Non, insisté Gideon Lewy dans les colonnes du quotidien israélien Ha’aretz. Il faut comprendre le vrai sens réactionnaire du sionisme, au moment où certaines associations remettent en cause la définition de travail de l’antisémitisme.
Le sionisme n’est pas inattaquable
L’historien et éditorialiste Gadi Taub a recours aux fondamentaux de la propagande sioniste : personne ne peut toucher au sionisme. Inutile de chercher à convaincre les autres, d’y croire ou de montrer qu’il repose sur des fondements erronés. Lorsqu’il s’agit de la plus sacrée et de la plus irréprochable des idéologies, toute critique est illégitime.

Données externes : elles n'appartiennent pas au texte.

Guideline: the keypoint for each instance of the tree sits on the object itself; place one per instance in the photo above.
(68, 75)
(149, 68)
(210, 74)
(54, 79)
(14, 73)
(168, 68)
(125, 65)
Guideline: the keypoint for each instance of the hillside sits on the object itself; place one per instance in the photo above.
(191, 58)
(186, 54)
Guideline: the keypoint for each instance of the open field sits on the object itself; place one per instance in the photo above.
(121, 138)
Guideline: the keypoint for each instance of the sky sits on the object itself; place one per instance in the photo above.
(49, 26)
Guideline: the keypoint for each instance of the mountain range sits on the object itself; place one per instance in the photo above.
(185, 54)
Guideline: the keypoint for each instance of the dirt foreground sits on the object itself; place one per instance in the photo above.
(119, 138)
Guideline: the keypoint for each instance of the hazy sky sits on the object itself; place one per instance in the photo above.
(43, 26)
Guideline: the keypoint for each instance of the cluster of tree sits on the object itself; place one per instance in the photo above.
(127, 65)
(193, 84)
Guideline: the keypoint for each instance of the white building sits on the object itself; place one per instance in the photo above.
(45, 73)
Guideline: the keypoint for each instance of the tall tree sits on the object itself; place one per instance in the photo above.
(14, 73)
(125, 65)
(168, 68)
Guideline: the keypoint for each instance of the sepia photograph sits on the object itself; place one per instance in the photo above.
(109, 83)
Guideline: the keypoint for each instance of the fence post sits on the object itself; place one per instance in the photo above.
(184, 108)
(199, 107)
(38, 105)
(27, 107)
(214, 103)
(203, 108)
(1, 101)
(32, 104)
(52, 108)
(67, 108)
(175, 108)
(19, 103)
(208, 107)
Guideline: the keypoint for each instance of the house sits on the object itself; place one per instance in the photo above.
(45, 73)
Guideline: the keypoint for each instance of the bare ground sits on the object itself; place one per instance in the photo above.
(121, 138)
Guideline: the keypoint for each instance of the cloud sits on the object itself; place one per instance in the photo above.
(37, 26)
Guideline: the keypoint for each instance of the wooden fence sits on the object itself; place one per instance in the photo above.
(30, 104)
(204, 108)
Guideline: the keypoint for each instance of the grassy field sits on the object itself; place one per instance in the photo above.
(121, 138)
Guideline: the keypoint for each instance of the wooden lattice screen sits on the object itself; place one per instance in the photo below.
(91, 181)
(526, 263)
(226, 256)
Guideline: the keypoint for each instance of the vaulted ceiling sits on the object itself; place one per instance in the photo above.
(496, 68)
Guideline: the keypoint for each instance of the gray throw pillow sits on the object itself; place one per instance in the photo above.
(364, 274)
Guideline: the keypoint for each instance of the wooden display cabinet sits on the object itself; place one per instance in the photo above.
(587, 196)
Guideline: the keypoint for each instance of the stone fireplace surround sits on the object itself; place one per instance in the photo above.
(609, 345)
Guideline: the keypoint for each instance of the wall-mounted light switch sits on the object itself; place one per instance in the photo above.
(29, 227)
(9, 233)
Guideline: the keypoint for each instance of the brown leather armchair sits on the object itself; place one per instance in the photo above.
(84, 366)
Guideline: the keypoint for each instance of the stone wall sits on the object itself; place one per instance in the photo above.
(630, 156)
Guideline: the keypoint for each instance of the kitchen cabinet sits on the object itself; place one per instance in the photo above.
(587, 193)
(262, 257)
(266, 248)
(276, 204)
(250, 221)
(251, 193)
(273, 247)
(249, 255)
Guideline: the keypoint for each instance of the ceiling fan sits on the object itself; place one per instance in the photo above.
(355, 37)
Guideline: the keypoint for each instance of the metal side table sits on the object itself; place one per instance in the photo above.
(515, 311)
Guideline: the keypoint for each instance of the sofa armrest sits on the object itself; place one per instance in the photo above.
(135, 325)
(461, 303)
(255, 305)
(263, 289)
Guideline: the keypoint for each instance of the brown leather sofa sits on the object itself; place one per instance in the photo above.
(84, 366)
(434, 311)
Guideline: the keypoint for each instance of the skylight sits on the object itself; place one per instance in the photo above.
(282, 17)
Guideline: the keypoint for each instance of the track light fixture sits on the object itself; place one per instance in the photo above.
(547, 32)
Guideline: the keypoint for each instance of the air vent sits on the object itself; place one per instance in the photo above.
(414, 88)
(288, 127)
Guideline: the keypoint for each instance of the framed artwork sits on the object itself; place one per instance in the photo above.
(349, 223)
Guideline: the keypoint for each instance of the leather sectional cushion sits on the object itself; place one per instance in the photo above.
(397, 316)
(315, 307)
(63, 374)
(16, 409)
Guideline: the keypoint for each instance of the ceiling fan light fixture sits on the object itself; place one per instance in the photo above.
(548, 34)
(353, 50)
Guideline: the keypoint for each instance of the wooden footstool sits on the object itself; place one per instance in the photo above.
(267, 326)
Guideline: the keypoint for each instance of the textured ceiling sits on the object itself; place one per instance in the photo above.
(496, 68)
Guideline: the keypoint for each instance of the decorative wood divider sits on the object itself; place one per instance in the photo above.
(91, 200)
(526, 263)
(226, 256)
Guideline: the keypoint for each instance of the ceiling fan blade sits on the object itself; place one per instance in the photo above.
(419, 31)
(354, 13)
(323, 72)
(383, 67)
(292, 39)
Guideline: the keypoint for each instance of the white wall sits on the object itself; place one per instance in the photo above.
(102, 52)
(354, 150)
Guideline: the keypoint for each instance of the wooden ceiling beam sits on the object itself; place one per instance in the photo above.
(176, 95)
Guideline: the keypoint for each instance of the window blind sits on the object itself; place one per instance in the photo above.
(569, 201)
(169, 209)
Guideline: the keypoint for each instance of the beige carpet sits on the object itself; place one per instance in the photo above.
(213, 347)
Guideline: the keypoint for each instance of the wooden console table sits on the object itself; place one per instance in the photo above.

Quiconque exprime des réserves se verra forcément qualifié d’antisémite. Taub ne connaît pas d’autre moyen de contrer les arguments moraux portés contre le sionisme.
Ainsi, entre les mains d’intellectuels comme Taub, le sionisme devient une idéologie tyrannique qui ne peut être remise en cause. Quelle meilleure preuve au contraire de la nécessité de repenser le sionisme, ses victimes et sa pertinence que cette volonté de scinder le monde en deux camps, le bien et le mal. Vous n’êtes pas sioniste, donc vous êtes antisémite.
“Le sionisme s’apparente davantage à un dogme religieux”
Si des sionistes comme Taub étaient plus convaincus de la légitimité de leur cause, ils ne réagiraient pas avec une telle véhémence à la moindre critique. À cet égard, le sionisme s’apparente davantage à un dogme religieux qu’à une vision du monde. Comme les ultraorthodoxes, les sionistes ne veulent pas se poser de questions. Il y a sans doute quelque chose qui les dérange dans le passé et le présent de leur idéologie, sinon ils ne mèneraient pas une bataille aussi féroce contre leurs critiques. Discréditer son adversaire est d’ailleurs le dernier recours du sioniste.
Taub s’accroche à la définition de l’antisémitisme donnée par l’Alliance internationale pour la mémoire de l’Holocauste, nouvel outil des élites sionistes pour étouffer toute critique à l’égard d’Israël. Une pétition organisée par des organisations israéliennes et juives demande au nouveau président américain de ne pas graver cette définition dans le marbre de la loi. La pétition a rendu furieux Taub. Il accuse l’extrême gauche de brouiller la distinction entre Israël et les territoires occupés et de vouloir par cette pétition faire échouer le partage d’Israël.
Taub ne s’embarrasse pas des faits. Il y a longtemps qu’un argument aussi bancal n’avait été avancé. C’est Israël qui a effacé les frontières de 1967 et annihilé avec ses colonies toute chance d’une solution à deux États. C’est Israël qui est responsable et non le Mouvement BDS (Boycott, désinvestissement et sanctions).
Réagir avec détermination
Malheureusement, les organisations attaquées par Taub, comme le New Israel Fund et J Street, n’ont pas encore trouvé le courage de se dissocier du sionisme. Même Ha’Aretz, considéré dans certains milieux comme encore plus subversif que ces organisations, se définit comme un journal sioniste. Mais parce que ces organisations rejettent cette définition trop large de l’antisémitisme, dont le but est de justifier l’occupation et de museler ses détracteurs, leurs membres sont disqualifiés et traités de juifs honteux, d’antisémites juifs.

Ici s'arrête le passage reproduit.